Neurodevelopment is orchestrated by a series of growth factor-heparan sulfate (HS) interactions which were involved in neuritogenesis. Glucuronic acid epimerase (Glce) is a critical enzyme involving in HS synthesis, which converts D-glucuronic acid (GlcA) to L-iduronic acid (IdoA). However, function of Glce in neuritogenesis is largely unknown. Here we showed that Glce depletion caused PC12 cell growth arrested and promoted the cell neuritogenesis and differentiation induced by nerve growth factor (NGF). PC12 cell growth was boosted by overexpression of Glce, and the neuritogenesis was impaired when Glce-depletion was rescued. Interestingly, overexpression of wild-type Glce with a Tyr168, Tyr222 to Ala168 and Ala222 mutation still led to enhanced PC12 cell growth and attenuated neuritogenesis triggered by Glcesilence.

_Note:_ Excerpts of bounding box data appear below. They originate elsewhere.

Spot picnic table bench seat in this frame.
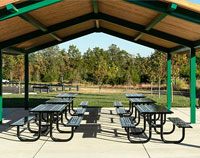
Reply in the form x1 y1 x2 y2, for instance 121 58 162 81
120 117 135 128
73 108 86 116
66 116 83 127
10 116 43 142
168 117 192 128
161 117 192 144
79 101 88 108
10 116 35 126
116 108 129 116
114 102 123 108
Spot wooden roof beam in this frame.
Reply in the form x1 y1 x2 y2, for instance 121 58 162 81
134 3 177 41
0 13 94 48
98 13 192 47
100 28 169 53
6 4 62 41
3 47 26 54
26 28 98 53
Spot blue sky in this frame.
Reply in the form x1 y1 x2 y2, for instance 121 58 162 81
59 0 200 57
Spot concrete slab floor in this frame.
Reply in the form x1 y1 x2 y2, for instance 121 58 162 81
0 108 200 158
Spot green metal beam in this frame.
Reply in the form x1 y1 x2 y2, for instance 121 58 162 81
3 47 26 54
124 0 200 24
26 28 97 53
6 4 62 41
0 13 94 48
0 0 62 21
92 0 99 14
190 48 196 123
99 28 169 53
96 13 192 47
134 3 177 41
92 0 100 29
167 53 172 109
24 54 29 110
0 48 3 124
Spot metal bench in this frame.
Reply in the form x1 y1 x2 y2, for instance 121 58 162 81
10 116 35 126
73 108 86 116
79 101 88 108
66 116 83 127
33 86 49 93
161 117 192 144
10 116 41 142
120 117 135 128
116 108 129 116
114 102 123 108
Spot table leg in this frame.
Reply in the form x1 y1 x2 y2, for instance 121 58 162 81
17 113 42 142
127 100 131 112
127 114 152 143
70 98 75 112
50 113 74 142
160 115 185 144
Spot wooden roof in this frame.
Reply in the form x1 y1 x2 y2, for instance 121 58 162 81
0 0 200 53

We further showed that Glce-depletion blocked Smad1/5/8 phosphorylation, however this signaling could be restored by Glce or the mutant at its active enzymatic site. In addition, the downstream effector of Smad1/5/8, Id3 was induced by Glce. Id3 silence inhibited PC12 cell growth and induced the cell neuritogenesis and differentiation. Besides, ectopic expression of Id3 partially rescued the phenotype caused by Glce silence. The results suggest that Glce plays a key role in PC12 cell growth and neuritogenesis through Smad/Id3 signaling.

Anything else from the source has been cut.